Our study has shown that differentiated service delivery models are feasible, acceptable, and do not compromise clinical outcomes for people with stable HIV. They can overcome barriers to ART access despite the weak public health infrastructure, restricted human resources, and the day-to-day realities of living with HIV. They might even be more suited for people with less stable HIV who face difficulties attending the clinic for work, family, or stigma reasons, and offer more individualised care and peer support for newly diagnosed individuals. To fully assess the effectiveness of the models in practice, more research or programmatic evaluations are required to understand their implications long-term (5–10 years follow-up), and which factors have the greatest influence or effect on the models' effectiveness need to be determined. Exploration of annual clinic visits for people with stable HIV, in which viral load testing can be done outside the clinic, might have a beneficial effect on the cost, cost-effectiveness, and acceptability of HIV interventions on a larger scale.
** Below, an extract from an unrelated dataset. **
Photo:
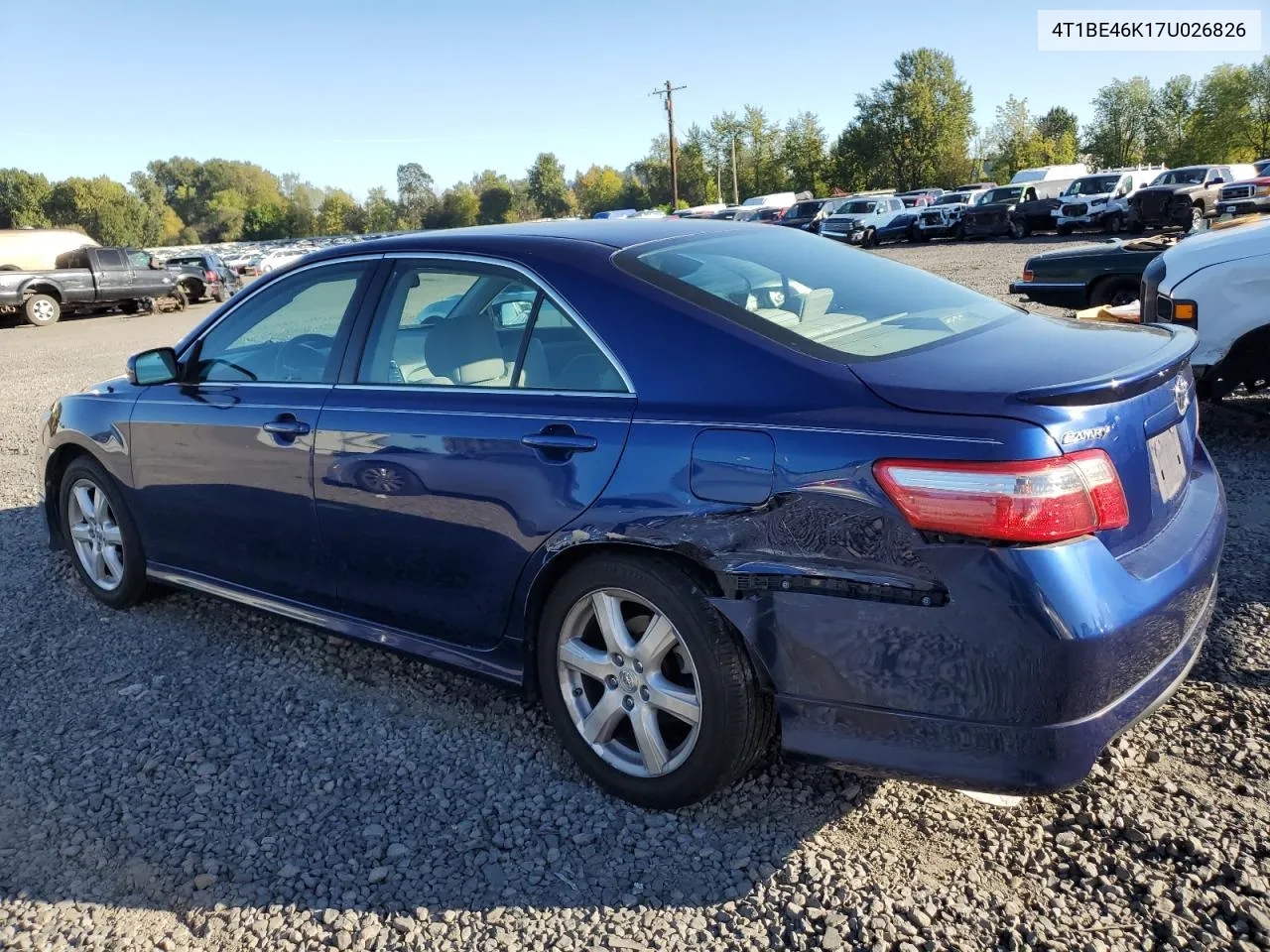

In conclusion, community models of ART delivery were as effective as facility-based care in terms of viral suppression in this urban setting in Zambia. However, in settings with poor viral load resources, such frequent viral load monitoring in people receiving ART with stable HIV might not be optimal compared with efforts to enhance retention on ART or viral load monitoring in populations at higher risk of non-suppression.

Data sharing

Research data that underpins analysis outlined in this paper cannot be made available. The dataset contains measurements that can be used to reidentify study participants, due to the number and type of variables captured. Participant and ethical consent for wider sharing was also not obtained, due to the research being done before data sharing became the norm. However, the study team invite interested parties to contact the corresponding author to discuss the research and data collected in more detail.

Declaration of interests

HA reports grants from The Bill & Melinda Gates Foundation, National Institutes of Allergy and Infectious Diseases (NIAID), National Institute of Mental Health (NIMH), National Institute on Drug Abuse (NIDA), International Initiative for Impact Evaluation (3ie), and the US President's Emergency Plan for AIDS Relief (PEPFAR) during the study; is a member of the technical review panel for the Global Fund to Fight AIDS, Tuberculosis, and Malaria; and reports honoraria payment from global fund outside the submitted work. SFi reports grants from The Bill & Melinda Gates Foundation, NIAID, NIMH, NIDA, and 3ie during the study; is affiliated with the clinical trial HIVCORE006, St Marys Development Trust board, SHM Foundation charitable trust board; and SFi reports consulting fees from Immunocore, outside the submitted work. SFl and DM reports grants from The Bill & Melinda Gates Foundation, NIAID, NIMH, NIDA, and 3ie during the study. All other authors declare no competing interests.